O lameiro é a nascente do córrego, onde em dias
secos de verão os caititus vão se refrescar. Nesse ano chuvoso, entretanto, o
lamaçal em vez de somente lama corria água. Todavia não sabiam, por isso não se
pode dizer que foi inútil a água engarrafada que trouxeram da Lapinha, até
porque no processo de captação da água do córrego esta se misturava com lama,
sem contar que já a caracterizava o gostinho amargo de folhas podres. Assim,
para beber, era preferível a água que trouxeram, especialmente a de Tonhão, vinda de Cachoeirinha, três litros, mineral
isenta de qualquer impureza. A água do córrego ficaria, então, para cozinhar e
lavar.
A decisão foi, por fim, adentrar o Capão e acampar
ali, no sopé da rampa, em conformidade com a pretensão do apressado Berro.
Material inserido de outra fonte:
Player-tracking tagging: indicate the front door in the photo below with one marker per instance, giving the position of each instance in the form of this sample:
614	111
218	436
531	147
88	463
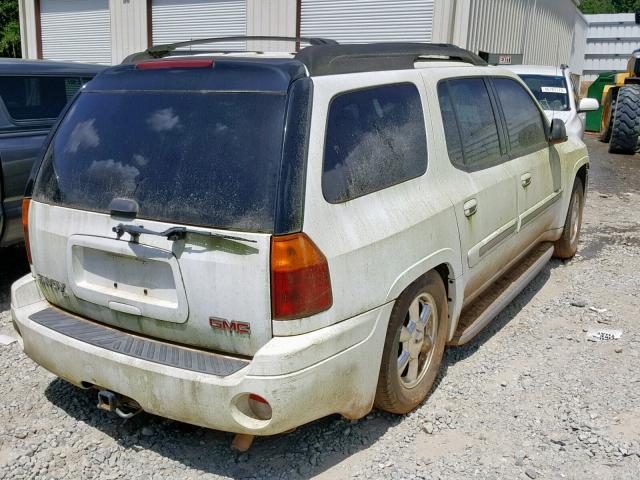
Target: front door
535	165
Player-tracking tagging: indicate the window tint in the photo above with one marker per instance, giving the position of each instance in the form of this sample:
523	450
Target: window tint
37	98
185	157
451	132
524	120
550	91
375	139
472	114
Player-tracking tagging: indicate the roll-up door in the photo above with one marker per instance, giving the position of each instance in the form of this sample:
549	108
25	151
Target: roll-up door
76	30
360	21
180	20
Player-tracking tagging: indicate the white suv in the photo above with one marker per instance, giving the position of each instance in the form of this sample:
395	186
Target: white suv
250	243
558	94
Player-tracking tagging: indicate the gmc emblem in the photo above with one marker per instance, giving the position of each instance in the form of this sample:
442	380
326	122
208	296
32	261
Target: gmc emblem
241	328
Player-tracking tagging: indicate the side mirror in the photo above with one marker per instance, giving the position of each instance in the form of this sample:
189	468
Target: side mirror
588	105
558	132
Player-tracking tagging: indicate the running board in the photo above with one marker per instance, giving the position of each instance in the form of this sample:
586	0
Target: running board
479	314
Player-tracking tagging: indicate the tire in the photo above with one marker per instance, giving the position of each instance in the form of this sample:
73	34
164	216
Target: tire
608	110
401	391
626	121
567	245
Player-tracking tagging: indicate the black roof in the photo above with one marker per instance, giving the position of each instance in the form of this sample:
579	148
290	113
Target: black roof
336	59
327	57
19	66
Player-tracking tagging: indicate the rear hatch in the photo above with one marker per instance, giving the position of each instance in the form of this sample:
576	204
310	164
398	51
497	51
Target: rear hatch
155	203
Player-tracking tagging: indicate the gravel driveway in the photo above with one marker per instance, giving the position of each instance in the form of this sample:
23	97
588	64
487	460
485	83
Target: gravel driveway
531	397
Dali
se ouvia o barulho do humilde fio d'água. Naquele mesmo local há dois anos
dava-se notícias de uma onça e atualmente muitos eram os vestígios: pegadas e
excrementos compostos de pelos de quati e de cascos de tatu foram vistos há
algumas semanas. Por isso, está ali sabendo que logo mais a noite desceria,
dava aos aventureiros aquele ar de adrenalina.
Chegado ao
local exato surge um pequeno problema: só havia rampa; nada era plano. Como
dormir em semelhante lugar? Prescindiam, decerto, de qualquer conforto, mas o
lugar era terrível! Garrafas rebolavam; um coco-da-baía descascado, ali de
suprimento, desceu ladeira abaixo, e por sorte não se perdeu na cambaúba, que é
um capim de folhas grossas e cortantes, cano grosso que quando quebrado corta
que nem uma navalha se iguala.
Aquele momento
imediatamente posterior à chegada Gute o qualificou como o mais emocionante,
talvez por ter chegado de uma caminhada infindável. Agora, todos bem dispostos
a levantarem um barraco, mesmo rústico, que os abriguem retendo o sereno da
noite. A matéria-prima consistia de paus, galhos e ramos. Gute, com uma visão
rápida e precisa, concluiu por um rancho beira-chão: exatamente, a parte
traseira da cobertura apoiar-se-ia no chão, não abrigando, por esse motivo,
ninguém em pé naquele lado. Mas na parte da cumeeira — lembrando que havia
somente uma "corrida d'água"— era alto o suficiente, ainda mais
devido à inclinação do terreno, que nesse caso, e somente neste caso, diga-se
de passagem, trabalhara a favor.
Em meio a tantos improviso e privações, que fique
claro de uma vez por todas que: se há alguém incapaz de imaginar e sentir o
cheiro dos arbustos, cavacos e folhas em apodrecimento; que tenha pavor a
formigas, lacraias, cobras, pernilongos e escorpiões, que não leve a história
adiante, porque não haverá gosto nenhum. Ao demais, não lamente pelo pano de
cozinha, ou pela água de má qualidade que beberam no segundo dia. O importante,
e isso já foi esclarecido mesmo entre os membros da equipe, não era a caça ou
caçada. Naturalmente que se surgisse uma carnezinha seria bem vinda. Não eram,
no entanto, caçadores ali. Queriam sim a aventura, o prazer de se está fazendo
algo extraordinário; e melhor que isso, melhor que aquele acampamento, semente
um outro mais demorado, com mais perigo, com cintilações no céu ou chuva de
invernada. Não lamente, porque em nenhum momento os bravos o fizeram. O que
poderia de fato dá errado? Um pé d'água inesperado numa desventura apagar suas
fogueiras; uma serpente venenosa à meia noite picar o cachorro, o guarda
noturno? Bem, se a gente for pessimista e pensar em tudo que eventualmente pode
sair-se em desconformidade a gente não sai de casa. Não é verdade?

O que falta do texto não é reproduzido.